Datacenter Power. It seems you can never have enough.
We have our colocation inside an Equinix IBX. It is an excellent facility. Unfortunately, about 2 years ago, our cage got a new neighbor. They have added rack after rack of new servers to accommodate their ever increasing traffic. Which means they have effectively used up all the allocated power feeds for our section of the colo.
So as we started to fill our own cabinets, we found that we were quickly using up the 2 x 20A 110V feeds they had allocated to each of our cabinets. Our partner in colocation, sell.com was also at this time upgrading their farm to the latest dual xeon models. These boxes were pulling a LOT more amps than the previous P3 generation.

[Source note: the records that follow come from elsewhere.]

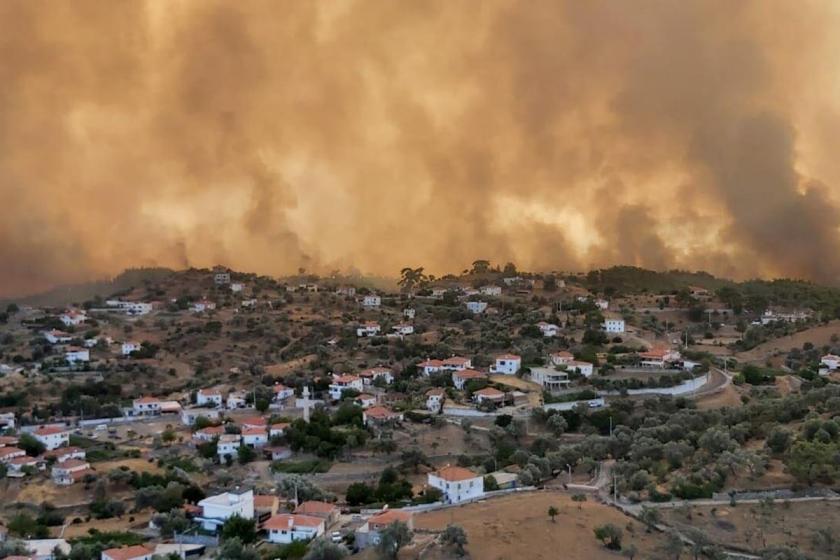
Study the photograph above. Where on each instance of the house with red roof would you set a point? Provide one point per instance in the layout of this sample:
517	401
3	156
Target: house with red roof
70	471
489	395
372	374
507	364
52	437
461	378
457	484
288	527
137	552
343	383
370	533
146	406
380	415
325	510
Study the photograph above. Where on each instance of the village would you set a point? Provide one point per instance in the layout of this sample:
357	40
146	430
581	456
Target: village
220	414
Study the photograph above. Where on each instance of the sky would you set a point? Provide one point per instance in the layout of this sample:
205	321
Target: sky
373	134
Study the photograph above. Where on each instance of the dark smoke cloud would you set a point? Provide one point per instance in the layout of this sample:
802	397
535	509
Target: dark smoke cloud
375	134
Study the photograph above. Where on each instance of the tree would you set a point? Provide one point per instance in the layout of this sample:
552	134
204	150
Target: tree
411	277
233	549
609	535
296	486
651	517
480	266
392	539
325	550
171	523
630	551
32	446
557	424
236	527
359	494
455	537
246	454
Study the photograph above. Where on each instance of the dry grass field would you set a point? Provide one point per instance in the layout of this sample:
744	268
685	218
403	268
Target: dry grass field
516	527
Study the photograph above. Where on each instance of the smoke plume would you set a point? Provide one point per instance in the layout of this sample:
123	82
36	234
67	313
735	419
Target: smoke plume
555	134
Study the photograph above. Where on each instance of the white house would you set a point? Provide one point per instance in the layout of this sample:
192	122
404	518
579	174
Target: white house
277	430
136	552
365	401
370	328
457	484
371	301
613	325
288	527
203	305
215	510
346	291
75	355
146	406
378	415
57	337
372	374
456	363
343	383
70	471
429	367
476	307
561	358
550	379
658	357
237	399
52	437
281	392
130	307
64	454
830	361
190	415
584	368
434	399
7	454
255	437
208	397
403	329
507	364
129	347
208	434
548	329
489	395
73	318
461	378
228	446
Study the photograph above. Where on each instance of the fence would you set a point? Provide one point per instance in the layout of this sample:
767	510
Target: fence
186	538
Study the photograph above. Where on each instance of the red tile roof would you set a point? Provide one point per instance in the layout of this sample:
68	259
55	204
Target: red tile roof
314	507
388	517
380	412
455	474
128	552
280	522
50	431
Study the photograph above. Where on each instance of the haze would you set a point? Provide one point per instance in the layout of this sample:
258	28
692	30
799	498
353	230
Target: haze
269	136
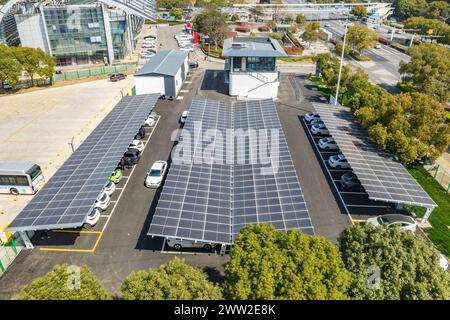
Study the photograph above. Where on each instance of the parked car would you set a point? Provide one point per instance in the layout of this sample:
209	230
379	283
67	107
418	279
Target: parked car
405	222
311	115
103	201
92	218
178	244
109	188
183	117
320	128
156	174
338	161
117	77
193	64
137	144
349	181
116	176
328	144
132	156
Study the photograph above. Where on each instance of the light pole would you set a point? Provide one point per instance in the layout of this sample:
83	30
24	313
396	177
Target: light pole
342	61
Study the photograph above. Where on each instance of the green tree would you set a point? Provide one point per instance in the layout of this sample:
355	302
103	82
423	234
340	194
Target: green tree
437	10
213	24
439	28
408	8
409	266
35	61
300	19
361	37
359	11
429	70
62	284
271	25
9	66
311	33
177	13
234	17
270	264
410	125
173	281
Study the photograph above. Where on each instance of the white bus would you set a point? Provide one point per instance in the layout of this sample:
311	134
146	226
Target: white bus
20	177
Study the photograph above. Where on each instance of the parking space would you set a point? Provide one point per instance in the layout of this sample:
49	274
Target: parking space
87	239
355	201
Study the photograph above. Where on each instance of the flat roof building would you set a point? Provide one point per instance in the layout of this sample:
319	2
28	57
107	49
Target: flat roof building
250	66
164	73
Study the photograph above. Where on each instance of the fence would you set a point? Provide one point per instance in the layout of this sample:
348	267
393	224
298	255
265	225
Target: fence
8	252
441	175
94	72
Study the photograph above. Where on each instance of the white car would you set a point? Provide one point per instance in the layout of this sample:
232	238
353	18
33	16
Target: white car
311	115
405	222
110	188
150	121
328	144
178	244
137	144
156	174
319	128
338	161
183	117
103	201
92	218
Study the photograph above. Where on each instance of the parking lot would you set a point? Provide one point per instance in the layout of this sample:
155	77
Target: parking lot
355	202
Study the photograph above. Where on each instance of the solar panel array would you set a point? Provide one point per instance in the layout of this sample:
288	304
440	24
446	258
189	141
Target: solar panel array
70	194
211	202
383	178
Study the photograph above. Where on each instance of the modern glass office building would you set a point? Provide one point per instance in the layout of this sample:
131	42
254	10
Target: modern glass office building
82	31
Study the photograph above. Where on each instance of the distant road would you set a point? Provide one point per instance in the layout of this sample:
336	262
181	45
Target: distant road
383	69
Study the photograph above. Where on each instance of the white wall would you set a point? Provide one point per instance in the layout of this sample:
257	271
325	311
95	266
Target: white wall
248	86
31	31
148	84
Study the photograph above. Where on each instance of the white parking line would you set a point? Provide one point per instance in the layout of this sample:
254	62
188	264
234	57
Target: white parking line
124	186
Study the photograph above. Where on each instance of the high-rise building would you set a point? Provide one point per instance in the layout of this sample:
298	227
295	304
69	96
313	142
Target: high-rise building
82	31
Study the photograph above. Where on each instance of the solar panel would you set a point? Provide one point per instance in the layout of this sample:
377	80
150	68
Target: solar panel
70	194
211	202
383	178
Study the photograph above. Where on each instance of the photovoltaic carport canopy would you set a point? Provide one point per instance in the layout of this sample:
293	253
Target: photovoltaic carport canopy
70	194
211	201
382	177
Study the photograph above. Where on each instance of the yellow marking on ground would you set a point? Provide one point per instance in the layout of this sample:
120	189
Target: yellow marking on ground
77	231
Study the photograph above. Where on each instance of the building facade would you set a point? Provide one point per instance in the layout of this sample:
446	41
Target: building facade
251	68
81	31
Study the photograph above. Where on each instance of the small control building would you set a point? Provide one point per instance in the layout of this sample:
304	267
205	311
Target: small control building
251	68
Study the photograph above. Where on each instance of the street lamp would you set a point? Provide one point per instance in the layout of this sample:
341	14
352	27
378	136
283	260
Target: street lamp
342	61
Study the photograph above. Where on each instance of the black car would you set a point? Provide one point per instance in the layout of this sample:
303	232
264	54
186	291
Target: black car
193	64
131	157
117	76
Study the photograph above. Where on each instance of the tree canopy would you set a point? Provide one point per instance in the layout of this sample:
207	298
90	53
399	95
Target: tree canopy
35	61
429	70
9	66
359	11
411	125
408	266
409	8
270	264
65	283
361	37
213	24
173	281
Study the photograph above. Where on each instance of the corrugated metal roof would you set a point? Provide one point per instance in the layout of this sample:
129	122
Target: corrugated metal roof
166	62
252	47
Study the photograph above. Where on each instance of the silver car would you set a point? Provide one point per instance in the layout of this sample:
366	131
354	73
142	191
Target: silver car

Very quickly, we became experts on how much amperage we could squeeze out of our existing feeds and what systems required how much power.
Here are some anecdotal amperage readings we took from our fancy amp reading tool. Please note these readings are all taken with 120V feeds.
SuperMicro SuperServer 1U Half-depth server with X7DCA-L motherboard.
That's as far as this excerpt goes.